Romper o ciclo de violência não é uma tarefa fácil para as vítimas. Se a relação com o agressor for de intimidade e dependência, é mais difícil ainda. Há um ano, mulheres submetidas a tal realidade contam com uma poderosa aliada para sair dessa condição - a lei 11.340/2006, conhecida como Lei Maria da Penha. Ainda não é possível mensurar seu impacto real no número de brasileiras livres da violência doméstica e familiar, mas já é possível apontar ganhos importantes na consolidação da legislação que garante, além do recrudescimento da punição ao agressor, instrumentos para prevenir a violência, para proteger a vítimas e seus/suas dependentes, e para garantir a elas assistência policial e jurídica adequadas.

As discussões sobre a inconstitucionalidade da lei - tão comuns na época da promulgação - perderam força. Hoje, já estão superadas questões como a infração do princípio da igualdade previsto na Carta Magna, sobre retirada dos casos de violência doméstica e familiar do âmbito dos Juizados Especiais Criminais (JECRIMS) e a definição da regra de transição, que estabelece que os casos de violência contra as mulheres devem ser encaminhados para as varas criminais até serem criados os Juizados de Violência Doméstica e Familiar contra as Mulheres. "A própria instalação desses juizados mostra que o poder judiciário está se articulando para colocar a nova legislação em prática", afirma a assessora parlamentar para a área de Direitos Humanos do Centro Feminista de Estudos e Assessoria (CFEMEA), Myllena Calasans.

De acordo com levantamento feito pela Secretaria Especial de Políticas para as Mulheres, até agosto de 2007, haviam sido instalados 38 juizados ou varas em 12 estados, além do Distrito Federal. Outras 86 dessas instâncias foram adaptadas para atender os casos previstos na nova lei.

Mas para que a Lei Maria da Penha saia, de fato, do papel, é preciso ainda muito esforço do Poder Público nos âmbitos federal, estaduais e municipais no sentido de colocar em prática todos os instrumentos previstos. São casas-abrigos, centros de referências, delegacias especializadas, que só podem ser implementados no âmbito dos estados e municípios.
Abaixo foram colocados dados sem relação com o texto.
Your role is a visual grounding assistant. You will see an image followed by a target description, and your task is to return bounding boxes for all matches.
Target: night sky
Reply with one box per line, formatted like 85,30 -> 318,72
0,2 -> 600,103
Os serviços de prevenção e proteção às vítimas ainda estão concentrados no Sudeste. Das 400 delegacias especializadas em atendimento à mulher, cerca de 40% estão em São Paulo. Os maiores desafios são a interiorização e o aumento da qualidade do atendimento, além da própria divulgação da lei. A maior parte das medidas previstas - serviços de saúde, casas abrigo, núcleos de defensoria pública - tem de acontecer nos estados e municípios, mas isso ainda não é prioridade no planejamento governamental. Espera-se que, o processo de elaboração dos Planos Plurianuais (2008-2011) dos estados e do governo federal sinalize compromisso dos governantes com a inclusão dessas ações, bem como a garantia de recursos para a ampliação e melhor qualificação das equipes de atendimento.

Um esforço merecedor de destaque é o papel que os movimentos de mulheres e feministas vêm desempenhando para implementar a lei. As ações das organizações, dos movimentos e de militantes autônomas vão desde a ocupação das ruas; divulgação da lei de porta em porta; a mobilização na II Conferência Nacional de Políticas para as Mulheres ao exigirem dos governos nas três esferas da federação a implementação da lei; até a fiscalização dos atos do Executivo e o monitoramento das decisões do Judiciário.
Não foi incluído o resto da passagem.